Now, new research suggests that vaping with devices turned to a ”high voltage” can actually produce more of one harmful chemical—formaldehyde—than is found in normal cigarettes. That’s according to a letter from Portland State University researchers published in the New England Journal of Medicine.

E-cigarettes require no tobacco and nothing burns, and thus they give off no smoke. Instead, with each “puff” the e-cigarette releases a little bit of the heated liquid in a cartridge into vapor form, for the user to inhale. Users can choose the “voltage” at which this vapor is released.

Formaldehyde is used for a range of purposes, from household products to preserving dead bodies, and the US government has classified it as a carcinogen. These researchers analyzed the vapor produced by the e-cigarettes and found dangerous levels of formaldehyde. In fact, they found that the formaldehyde that a vaper would be exposed to from high-voltage e-cigarette use is five to 15 times more than the exposure from smoking normal cigarettes.

Representatives of the vaping industry insist that few people would use the high-voltage setting because of the harsh taste, and that is the only setting at which formaldehyde was found.

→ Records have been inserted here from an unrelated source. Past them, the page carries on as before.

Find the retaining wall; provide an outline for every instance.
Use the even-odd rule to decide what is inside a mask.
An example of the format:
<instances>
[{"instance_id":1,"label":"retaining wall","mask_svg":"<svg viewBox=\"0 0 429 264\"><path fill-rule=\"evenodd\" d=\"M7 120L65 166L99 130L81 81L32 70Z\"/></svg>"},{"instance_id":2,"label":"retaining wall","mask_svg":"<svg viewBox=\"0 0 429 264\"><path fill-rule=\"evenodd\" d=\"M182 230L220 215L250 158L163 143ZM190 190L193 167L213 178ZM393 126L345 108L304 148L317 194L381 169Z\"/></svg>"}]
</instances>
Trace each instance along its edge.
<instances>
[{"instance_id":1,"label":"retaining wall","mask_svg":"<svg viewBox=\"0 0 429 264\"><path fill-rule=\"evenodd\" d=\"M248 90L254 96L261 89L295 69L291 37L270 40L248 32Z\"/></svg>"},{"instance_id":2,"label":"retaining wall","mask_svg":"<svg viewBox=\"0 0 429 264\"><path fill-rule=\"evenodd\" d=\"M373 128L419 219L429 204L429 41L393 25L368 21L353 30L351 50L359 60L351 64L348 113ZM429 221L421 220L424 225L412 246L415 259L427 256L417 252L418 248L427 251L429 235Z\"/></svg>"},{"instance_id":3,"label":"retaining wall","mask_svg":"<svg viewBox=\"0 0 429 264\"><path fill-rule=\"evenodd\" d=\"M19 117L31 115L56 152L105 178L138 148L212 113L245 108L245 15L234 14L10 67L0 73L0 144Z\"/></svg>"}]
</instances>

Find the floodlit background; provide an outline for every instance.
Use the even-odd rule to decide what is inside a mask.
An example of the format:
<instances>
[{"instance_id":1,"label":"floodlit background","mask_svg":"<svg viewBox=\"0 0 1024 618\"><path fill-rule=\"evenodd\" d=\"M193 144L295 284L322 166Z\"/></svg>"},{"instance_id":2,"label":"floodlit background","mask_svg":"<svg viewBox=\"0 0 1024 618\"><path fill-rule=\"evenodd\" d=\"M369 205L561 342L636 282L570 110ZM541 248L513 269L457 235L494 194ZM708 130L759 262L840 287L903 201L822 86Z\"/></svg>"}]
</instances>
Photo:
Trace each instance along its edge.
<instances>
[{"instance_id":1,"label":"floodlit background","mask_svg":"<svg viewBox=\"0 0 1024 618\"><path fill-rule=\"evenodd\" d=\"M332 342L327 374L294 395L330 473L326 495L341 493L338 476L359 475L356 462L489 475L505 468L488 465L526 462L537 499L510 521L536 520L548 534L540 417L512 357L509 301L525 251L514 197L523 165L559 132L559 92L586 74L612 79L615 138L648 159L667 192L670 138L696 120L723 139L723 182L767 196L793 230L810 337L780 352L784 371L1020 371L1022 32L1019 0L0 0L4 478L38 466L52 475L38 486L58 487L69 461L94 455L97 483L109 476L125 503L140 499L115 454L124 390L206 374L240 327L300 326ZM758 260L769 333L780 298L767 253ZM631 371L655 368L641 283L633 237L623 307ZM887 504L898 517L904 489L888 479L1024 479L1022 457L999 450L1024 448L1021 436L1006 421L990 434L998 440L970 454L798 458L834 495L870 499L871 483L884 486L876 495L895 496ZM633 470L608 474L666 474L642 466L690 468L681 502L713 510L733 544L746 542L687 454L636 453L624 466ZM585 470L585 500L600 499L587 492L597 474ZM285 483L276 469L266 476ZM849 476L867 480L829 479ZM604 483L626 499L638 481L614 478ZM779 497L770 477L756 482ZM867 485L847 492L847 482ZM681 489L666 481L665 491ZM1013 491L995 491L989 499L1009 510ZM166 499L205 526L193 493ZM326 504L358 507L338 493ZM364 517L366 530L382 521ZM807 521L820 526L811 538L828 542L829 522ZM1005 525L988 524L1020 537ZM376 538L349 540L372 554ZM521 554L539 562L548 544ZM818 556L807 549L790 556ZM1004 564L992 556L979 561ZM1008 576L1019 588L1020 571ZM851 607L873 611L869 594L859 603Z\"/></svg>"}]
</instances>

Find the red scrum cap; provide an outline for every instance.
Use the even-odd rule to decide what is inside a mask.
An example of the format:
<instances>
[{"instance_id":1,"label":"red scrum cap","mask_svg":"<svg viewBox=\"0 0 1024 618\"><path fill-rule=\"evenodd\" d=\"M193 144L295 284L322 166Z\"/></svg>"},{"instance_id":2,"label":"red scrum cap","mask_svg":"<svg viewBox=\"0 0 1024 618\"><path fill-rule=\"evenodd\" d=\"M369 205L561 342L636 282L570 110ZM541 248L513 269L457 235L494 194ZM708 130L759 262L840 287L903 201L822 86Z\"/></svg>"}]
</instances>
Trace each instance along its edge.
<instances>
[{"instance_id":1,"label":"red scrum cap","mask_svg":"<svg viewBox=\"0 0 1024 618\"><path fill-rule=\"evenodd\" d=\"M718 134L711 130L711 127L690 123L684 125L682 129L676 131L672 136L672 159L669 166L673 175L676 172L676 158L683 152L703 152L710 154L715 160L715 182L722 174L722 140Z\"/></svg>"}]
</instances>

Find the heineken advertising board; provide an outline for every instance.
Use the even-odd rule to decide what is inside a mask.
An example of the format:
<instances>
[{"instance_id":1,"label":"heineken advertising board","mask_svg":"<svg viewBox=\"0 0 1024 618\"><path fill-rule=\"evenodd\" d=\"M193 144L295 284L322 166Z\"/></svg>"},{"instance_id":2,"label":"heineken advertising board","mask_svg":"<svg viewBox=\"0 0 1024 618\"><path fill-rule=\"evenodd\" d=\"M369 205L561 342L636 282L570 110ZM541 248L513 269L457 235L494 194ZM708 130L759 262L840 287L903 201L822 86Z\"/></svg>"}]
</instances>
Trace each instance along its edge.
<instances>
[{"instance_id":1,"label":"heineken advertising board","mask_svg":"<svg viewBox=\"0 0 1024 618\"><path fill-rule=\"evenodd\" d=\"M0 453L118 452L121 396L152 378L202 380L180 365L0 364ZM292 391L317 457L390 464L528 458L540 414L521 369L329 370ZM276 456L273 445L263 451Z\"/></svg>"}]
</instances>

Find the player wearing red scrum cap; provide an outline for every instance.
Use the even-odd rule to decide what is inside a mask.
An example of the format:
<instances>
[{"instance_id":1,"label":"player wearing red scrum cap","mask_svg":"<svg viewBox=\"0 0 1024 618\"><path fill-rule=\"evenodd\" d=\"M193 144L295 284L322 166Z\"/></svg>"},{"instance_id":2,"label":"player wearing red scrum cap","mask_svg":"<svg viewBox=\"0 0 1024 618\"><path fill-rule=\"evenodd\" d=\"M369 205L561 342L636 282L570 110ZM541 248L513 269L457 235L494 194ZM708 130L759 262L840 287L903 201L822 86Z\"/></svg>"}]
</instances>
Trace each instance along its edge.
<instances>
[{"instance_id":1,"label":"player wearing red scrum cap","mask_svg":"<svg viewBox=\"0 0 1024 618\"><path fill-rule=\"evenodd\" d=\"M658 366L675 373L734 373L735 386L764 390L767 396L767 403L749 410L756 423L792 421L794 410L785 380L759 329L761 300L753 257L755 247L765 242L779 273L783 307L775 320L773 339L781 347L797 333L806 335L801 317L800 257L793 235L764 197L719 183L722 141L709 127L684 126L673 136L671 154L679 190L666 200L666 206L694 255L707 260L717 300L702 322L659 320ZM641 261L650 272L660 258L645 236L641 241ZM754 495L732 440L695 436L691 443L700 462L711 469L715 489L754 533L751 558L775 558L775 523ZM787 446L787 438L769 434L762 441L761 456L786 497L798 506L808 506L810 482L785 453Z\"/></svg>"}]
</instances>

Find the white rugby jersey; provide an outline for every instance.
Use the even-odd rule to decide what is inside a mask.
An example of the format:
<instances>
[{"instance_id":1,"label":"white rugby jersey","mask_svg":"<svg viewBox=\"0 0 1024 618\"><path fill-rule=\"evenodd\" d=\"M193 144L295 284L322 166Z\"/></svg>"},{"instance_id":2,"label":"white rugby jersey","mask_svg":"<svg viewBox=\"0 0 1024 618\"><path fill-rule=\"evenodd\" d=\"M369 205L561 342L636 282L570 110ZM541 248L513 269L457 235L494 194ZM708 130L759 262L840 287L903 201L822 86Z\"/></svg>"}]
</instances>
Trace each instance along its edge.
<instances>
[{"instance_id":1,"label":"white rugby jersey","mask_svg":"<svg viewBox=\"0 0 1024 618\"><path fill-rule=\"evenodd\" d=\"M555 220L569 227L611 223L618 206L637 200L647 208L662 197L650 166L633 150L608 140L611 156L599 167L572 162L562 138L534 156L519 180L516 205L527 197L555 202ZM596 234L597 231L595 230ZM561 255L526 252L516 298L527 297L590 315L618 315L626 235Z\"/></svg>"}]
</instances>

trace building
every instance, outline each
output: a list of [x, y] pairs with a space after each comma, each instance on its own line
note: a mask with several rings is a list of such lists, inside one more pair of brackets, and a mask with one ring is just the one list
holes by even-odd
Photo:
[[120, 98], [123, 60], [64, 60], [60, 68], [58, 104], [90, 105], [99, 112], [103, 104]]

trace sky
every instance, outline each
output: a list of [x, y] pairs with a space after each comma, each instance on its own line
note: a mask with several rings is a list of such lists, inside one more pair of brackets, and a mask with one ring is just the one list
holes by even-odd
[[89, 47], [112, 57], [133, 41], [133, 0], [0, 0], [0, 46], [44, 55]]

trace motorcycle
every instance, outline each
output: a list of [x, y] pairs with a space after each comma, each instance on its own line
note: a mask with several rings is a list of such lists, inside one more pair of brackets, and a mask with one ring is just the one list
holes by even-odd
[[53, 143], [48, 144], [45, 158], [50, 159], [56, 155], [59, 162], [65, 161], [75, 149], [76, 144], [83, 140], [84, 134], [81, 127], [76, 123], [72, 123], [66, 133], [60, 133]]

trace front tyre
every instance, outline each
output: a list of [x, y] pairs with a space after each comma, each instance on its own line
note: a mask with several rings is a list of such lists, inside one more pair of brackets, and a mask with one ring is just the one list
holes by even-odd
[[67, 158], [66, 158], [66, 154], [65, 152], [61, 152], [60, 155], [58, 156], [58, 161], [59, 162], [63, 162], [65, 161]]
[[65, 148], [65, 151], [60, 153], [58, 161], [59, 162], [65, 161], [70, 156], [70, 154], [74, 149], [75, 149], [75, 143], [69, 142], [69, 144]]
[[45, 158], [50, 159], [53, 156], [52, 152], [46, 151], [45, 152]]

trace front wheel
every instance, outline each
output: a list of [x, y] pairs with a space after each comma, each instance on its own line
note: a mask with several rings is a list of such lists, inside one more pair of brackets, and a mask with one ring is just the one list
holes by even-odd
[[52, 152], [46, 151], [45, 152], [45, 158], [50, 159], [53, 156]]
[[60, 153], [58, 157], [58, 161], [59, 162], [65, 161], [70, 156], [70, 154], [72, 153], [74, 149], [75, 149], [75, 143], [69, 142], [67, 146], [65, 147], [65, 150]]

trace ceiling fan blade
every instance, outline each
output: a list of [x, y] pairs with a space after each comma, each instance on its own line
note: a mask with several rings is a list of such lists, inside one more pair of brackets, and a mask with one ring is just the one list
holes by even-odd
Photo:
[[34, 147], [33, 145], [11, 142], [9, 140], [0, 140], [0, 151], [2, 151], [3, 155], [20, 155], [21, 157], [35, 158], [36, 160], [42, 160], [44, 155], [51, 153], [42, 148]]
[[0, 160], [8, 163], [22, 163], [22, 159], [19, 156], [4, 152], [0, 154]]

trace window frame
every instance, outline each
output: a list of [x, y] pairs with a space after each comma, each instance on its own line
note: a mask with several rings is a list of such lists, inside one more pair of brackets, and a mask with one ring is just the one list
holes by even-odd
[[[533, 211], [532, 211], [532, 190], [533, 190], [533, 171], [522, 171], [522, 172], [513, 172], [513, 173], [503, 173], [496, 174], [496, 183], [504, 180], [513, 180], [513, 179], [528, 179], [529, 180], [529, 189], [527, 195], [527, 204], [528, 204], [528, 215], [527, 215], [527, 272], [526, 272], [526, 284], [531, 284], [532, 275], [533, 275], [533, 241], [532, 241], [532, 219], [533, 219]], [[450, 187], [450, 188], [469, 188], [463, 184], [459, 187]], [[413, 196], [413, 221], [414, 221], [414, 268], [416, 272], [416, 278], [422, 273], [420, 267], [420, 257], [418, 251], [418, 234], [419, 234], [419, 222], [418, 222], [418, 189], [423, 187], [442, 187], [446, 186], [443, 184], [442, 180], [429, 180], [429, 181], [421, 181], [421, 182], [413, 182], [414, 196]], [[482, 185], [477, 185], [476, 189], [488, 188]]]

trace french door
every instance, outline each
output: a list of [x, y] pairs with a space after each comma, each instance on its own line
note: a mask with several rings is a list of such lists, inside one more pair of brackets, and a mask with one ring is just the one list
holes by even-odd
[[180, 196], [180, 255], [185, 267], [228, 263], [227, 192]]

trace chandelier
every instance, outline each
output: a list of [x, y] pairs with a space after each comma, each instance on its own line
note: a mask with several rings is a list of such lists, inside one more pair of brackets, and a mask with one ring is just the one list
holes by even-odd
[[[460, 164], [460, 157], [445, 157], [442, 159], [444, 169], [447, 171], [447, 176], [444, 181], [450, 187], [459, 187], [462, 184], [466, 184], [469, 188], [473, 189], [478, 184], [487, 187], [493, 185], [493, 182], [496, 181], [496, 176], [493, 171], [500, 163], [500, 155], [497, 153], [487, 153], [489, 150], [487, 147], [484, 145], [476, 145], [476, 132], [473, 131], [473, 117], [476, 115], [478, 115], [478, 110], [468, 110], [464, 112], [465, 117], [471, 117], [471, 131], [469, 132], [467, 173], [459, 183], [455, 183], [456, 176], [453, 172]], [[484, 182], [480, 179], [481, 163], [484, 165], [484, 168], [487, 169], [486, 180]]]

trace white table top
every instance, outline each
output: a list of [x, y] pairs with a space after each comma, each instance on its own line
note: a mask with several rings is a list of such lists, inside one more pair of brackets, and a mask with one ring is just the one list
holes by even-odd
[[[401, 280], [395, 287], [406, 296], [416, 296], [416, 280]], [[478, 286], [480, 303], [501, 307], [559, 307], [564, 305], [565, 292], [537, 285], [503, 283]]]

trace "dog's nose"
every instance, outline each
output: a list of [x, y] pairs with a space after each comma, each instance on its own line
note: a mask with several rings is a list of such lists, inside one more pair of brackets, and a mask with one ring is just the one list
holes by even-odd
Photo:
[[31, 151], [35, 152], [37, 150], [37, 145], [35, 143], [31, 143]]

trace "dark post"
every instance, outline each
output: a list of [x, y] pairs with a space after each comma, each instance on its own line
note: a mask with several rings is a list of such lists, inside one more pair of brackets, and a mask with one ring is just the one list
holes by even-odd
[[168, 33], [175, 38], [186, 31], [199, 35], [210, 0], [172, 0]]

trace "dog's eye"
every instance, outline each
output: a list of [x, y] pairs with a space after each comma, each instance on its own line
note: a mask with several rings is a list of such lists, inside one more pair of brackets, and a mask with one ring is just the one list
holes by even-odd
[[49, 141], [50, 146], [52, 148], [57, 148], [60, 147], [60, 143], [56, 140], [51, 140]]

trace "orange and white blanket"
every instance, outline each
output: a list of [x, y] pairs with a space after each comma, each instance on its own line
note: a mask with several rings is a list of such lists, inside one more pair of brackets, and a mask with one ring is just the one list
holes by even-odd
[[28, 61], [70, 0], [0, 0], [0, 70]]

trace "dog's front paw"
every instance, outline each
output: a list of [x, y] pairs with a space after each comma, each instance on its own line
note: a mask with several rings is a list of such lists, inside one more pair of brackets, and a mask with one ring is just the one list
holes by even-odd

But doctors have been debunking the “e-cigarettes are harmless” theory for a few years now. E-cigarettes still have nicotine, which is addictive, can contribute to causing cancer, and is associated with birth defects in children. The vapor is marketed as nearly harmless, yet a review of published data last year found that there isn’t enough research on its long-term effects to come to such a conclusion.

One of the letter’s authors, James F. Pankow, told NBC that it’s still too early to fully understand the negative effects of e-cigarettes. “But the bottom line is there are toxins, and some are more than in regular cigarettes. And if you are vaping, you probably shouldn’t be using it at a high-voltage setting.”